PVSyst is not software that automatically guarantees energy production

PVSyst is analysis software that simulates the energy production of photovoltaic systems and allows users to check the generation and losses for each design condition. In power generation projects and equipment design, it is necessary at the planning stage to forecast future energy production. Even with the same installed capacity, the actual energy output varies depending on local solar irradiance, panel orientation, tilt angle, surrounding shading, temperature, wiring conditions, equipment configuration, and installation method. PVSyst is used to organize these conditions and to build the basis for energy production forecasts.

However, PVSyst does not guarantee energy production. It is software that simply displays calculation results based on the input conditions. If the input conditions closely match the actual site conditions, the reliability of the energy production forecast is likely to improve. Conversely, if the installation location, orientation, tilt, shading, loss conditions, and so on are inaccurate, the reported energy production will also deviate from reality. In other words, the accuracy of PVSyst depends heavily not only on the software itself but also on the quality of the information entered.

What beginners should first understand is that PVSyst's results are not a "correct answer" but predictions based on assumptions. The actual performance of a photovoltaic system varies due to year-to-year weather differences, equipment aging, soiling, maintenance, installation accuracy, and changes in the surrounding environment. PVSyst cannot fully predict these for the future. It is used at the design stage to set reasonable conditions and to check how much energy generation can be expected under those conditions.

If you use PVSyst without this understanding, you tend to judge based solely on the annual energy production shown in the report. However, in practice you need to verify not only the energy production figures but also the conditions from which those figures were derived. You should confirm whether the meteorological data are appropriate, whether the shading settings match the on-site conditions, whether the loss assumptions are realistic, and whether the equipment configuration is feasible; only after these checks can you treat the simulation results as a basis for judgment.

PVSyst is not a magical tool that automatically guarantees energy production; it is a tool to organize the mechanisms that determine energy production and to verify the validity of design conditions. Simply keeping this premise in mind will help you avoid many common misunderstandings in energy production forecasting.

Misconception 1: If you enter data into PVSyst, it will always produce accurate energy generation estimates

The most common misconception about PVSyst is the belief that entering the required inputs will necessarily produce an accurate energy production estimate. Indeed, PVSyst is a professional software that can calculate solar power generation in detail. However, the calculation results depend on the input conditions. If the assumptions about site irradiance, orientation, tilt, panel layout, shading, equipment configuration, temperature conditions, wiring losses, and so on are off, then no matter how precise the calculations are, the results will not reflect reality.

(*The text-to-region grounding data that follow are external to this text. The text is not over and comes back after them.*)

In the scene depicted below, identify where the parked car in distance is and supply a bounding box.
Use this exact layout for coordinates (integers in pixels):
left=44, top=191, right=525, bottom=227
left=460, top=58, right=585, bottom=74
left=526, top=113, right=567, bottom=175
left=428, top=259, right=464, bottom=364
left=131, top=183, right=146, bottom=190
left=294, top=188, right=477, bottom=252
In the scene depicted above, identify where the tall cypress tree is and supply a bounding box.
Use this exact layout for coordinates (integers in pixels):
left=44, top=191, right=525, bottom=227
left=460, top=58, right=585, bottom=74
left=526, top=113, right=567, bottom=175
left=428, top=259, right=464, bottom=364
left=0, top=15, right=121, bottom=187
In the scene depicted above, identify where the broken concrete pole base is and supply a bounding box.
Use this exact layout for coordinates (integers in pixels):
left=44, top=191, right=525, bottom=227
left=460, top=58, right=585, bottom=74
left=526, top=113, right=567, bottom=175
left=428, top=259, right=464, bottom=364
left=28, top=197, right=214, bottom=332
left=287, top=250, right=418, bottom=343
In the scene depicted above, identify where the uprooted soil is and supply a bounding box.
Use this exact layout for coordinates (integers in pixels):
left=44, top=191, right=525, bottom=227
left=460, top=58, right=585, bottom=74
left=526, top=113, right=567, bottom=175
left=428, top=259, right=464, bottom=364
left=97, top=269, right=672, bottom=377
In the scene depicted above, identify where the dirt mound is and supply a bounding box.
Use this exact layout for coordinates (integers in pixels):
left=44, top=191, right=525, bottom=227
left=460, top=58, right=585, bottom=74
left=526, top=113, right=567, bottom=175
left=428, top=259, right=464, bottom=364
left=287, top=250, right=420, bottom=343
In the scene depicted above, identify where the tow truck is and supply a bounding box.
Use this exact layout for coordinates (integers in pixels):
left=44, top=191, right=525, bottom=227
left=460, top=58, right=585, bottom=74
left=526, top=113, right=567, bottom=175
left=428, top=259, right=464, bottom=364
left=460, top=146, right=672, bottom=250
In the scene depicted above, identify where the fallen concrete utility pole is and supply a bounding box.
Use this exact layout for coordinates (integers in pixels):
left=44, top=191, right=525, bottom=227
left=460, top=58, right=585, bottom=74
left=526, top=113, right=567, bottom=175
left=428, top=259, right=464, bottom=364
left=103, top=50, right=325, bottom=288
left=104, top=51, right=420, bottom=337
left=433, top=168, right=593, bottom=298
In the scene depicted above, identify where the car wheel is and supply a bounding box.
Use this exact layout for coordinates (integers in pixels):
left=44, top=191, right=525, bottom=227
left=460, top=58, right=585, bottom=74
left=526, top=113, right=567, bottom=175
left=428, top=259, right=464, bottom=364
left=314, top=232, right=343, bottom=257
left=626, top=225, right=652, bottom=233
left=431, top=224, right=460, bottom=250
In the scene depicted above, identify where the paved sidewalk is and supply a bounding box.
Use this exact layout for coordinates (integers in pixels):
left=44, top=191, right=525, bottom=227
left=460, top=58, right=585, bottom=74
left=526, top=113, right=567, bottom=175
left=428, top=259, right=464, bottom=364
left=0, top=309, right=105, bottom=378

In power generation forecasting, it is necessary to consider separately the precision of the calculation formulas and the accuracy of the input conditions. Even if the software performs advanced calculations, if the on-site conditions entered are too rough, the results will remain rough estimates. For example, if shading from surrounding buildings or trees is not adequately reflected, the simulation may show little shading even though there are times when actual power generation decreases. Also, if the installation orientation or tilt differs from reality, the estimated solar irradiance incident on the panel surface will change.

Care must also be taken in handling meteorological data. In power generation forecasts, solar irradiance and temperature conditions have a large impact. However, if the meteorological data used does not match the actual conditions at the installation site, the results will be off. Even when using data from nearby locations, actual conditions can differ due to local characteristics such as topography, sea breezes, snowfall, fog, and mountain shadows. PVSyst performs calculations based on meteorological data, but a person must judge how well those data represent the site.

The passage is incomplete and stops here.